The Indy's Guide to Award Show Season

Well, Indy readers, winter is coming to a close, giving way to the next calendar season: Award Show Season. Award Show Season is, of course, followed by Midterm Season, which is followed by the Bingewatching Seasons, which are followed in turn by the holy season of Spring Break. After that I’m pretty sure it’s Lent; this is a Jesuit school, after all.

In this piece, I’ll try to give readers a concise overview of some of the biggest films and television shows of the Season – just the hard facts. To be sure, here at Georgetown we all know that Award Show Season – the Golden Globes, the Oscars – is far less important than all the political conflict and intrigue that’s going on this year. Hollywood’s biggest nights are nothing more than celebrations of spectacle over substance, a cesspool of the superficial and the frivolous. That’s why we follow politics; it’s hard, decent work, but someone’s got to do it.

But as it happens, entertainment and politics do have some overlap this Award Show Season. Veep, a political satire television series starring Seinfeld’s Julia Louis-Dreyfus, shows the human underbelly of the Washington elite; the characters may hold prestigious government jobs, but we see that their lives can be just as dull, petty, and tedious as our own. Evidently, Louis-Dreyfus recognized that the only way to star in a show where even less happens than Seinfeld was to choose one set in D.C.

Another new show is Westworld, a cerebral science fiction-western about an amusement park filled with robots. The HBO drama, loaded with violence and intrigue, has been a hit across many diverse demographics, but it does uniquely well with one in particular: your one annoying friend who always loudly explains what’s happening during Game of Thrones.

Georgetown students might also take note of Silence, Martin Scorsese’s new historical drama about 17th century Jesuits in Japan. It will likely win many an award, and play every single month at every church rectory family night for the rest of time.

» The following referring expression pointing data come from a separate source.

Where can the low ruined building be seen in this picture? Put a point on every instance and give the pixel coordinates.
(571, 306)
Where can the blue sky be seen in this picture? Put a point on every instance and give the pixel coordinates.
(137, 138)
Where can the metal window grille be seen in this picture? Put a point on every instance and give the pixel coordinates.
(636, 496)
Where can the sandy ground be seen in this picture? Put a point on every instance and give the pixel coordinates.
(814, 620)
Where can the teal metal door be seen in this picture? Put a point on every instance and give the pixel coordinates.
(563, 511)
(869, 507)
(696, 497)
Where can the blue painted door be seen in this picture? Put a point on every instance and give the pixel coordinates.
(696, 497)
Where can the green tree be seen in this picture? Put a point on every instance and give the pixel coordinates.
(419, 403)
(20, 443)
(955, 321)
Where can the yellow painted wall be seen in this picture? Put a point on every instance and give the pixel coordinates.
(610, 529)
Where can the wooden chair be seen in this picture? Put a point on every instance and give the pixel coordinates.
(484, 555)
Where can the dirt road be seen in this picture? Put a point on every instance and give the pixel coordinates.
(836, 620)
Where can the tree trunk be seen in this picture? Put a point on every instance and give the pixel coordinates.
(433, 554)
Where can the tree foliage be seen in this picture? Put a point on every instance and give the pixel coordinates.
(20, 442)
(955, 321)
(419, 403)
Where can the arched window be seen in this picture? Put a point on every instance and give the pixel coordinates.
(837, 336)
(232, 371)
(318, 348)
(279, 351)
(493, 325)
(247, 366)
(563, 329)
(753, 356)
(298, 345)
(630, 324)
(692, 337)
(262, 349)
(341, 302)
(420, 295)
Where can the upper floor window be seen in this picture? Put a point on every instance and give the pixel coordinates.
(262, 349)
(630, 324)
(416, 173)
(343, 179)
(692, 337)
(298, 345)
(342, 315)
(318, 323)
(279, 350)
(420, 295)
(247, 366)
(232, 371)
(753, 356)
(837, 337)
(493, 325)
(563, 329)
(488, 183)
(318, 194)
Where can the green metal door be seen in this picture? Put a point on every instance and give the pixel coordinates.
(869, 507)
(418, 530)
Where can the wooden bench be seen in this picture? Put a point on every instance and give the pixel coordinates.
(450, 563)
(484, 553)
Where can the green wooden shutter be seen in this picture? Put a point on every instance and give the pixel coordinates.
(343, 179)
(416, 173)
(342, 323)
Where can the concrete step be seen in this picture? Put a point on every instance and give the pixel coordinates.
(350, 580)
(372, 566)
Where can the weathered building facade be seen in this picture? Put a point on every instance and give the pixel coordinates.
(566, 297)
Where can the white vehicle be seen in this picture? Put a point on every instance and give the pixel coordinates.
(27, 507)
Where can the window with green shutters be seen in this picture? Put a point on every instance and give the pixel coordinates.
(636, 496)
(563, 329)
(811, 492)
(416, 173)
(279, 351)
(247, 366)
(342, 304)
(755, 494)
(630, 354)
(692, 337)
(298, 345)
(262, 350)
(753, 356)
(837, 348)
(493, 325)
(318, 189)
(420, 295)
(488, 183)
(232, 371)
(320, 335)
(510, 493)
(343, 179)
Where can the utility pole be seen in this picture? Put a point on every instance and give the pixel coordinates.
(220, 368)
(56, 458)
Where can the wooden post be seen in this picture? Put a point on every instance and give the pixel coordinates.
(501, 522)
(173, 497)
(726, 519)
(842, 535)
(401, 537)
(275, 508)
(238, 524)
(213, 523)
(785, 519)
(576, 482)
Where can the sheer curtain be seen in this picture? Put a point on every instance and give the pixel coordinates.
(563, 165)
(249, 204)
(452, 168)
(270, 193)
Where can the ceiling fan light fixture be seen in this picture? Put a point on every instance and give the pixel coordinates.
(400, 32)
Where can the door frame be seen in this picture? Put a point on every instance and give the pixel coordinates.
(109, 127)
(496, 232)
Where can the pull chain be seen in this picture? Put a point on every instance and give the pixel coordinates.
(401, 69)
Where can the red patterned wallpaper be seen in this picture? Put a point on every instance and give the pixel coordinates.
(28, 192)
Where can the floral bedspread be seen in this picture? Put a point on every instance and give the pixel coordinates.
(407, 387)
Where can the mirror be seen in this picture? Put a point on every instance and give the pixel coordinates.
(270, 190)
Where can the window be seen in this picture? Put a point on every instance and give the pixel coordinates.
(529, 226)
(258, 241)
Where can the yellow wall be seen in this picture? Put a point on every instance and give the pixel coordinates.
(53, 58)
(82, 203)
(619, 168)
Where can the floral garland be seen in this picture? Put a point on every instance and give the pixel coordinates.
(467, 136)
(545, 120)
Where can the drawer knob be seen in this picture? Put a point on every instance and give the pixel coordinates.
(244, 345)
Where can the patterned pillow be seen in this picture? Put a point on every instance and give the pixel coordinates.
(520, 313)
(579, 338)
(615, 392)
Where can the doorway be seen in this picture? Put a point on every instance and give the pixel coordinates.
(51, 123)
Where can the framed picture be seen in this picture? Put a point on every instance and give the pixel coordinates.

The Americans, a period political drama, is another great show that could win big this season. It’s the story of two Soviet KGB officers masquerading as a normal family in the suburbs of Washington D.C. The drama unfolds during the Cold War, though if it were set today these two Russian agents would be much easier to catch: they would be the only household in the D.C. suburbs not voting for Hillary Clinton.

The musical romantic comedy La La Land, the title both a reference to its setting of Los Angeles and the state of being out of touch with reality, follows a barista, played by Emma Stone, struggling to be an actress. The movie is basically a lively reenactment of how your relatives imagine your future as they’re asking what exactly you’re going to do with that B.A. in philosophy.

Last but not least, Casey Affleck and Michelle Williams are favorites to win with Manchester by the Sea. It’s a moving, gritty portrait of working class New Englanders that’s been winning huge praise from godless Hollywood liberals. Affleck is traditionally known for his many portrayals of moody men from Boston, but this time he chose to branch out and test his range as an actor by playing a jaded man from a half hour north of Boston.

As a final note, I should say that Award Show Season does come on the heels of the Presidential Inauguration this year, which might be a jarring transition for some people. For the sake of continuity, I recommend you keep in mind that the Inauguration and the Oscars both involve small men made of fake gold.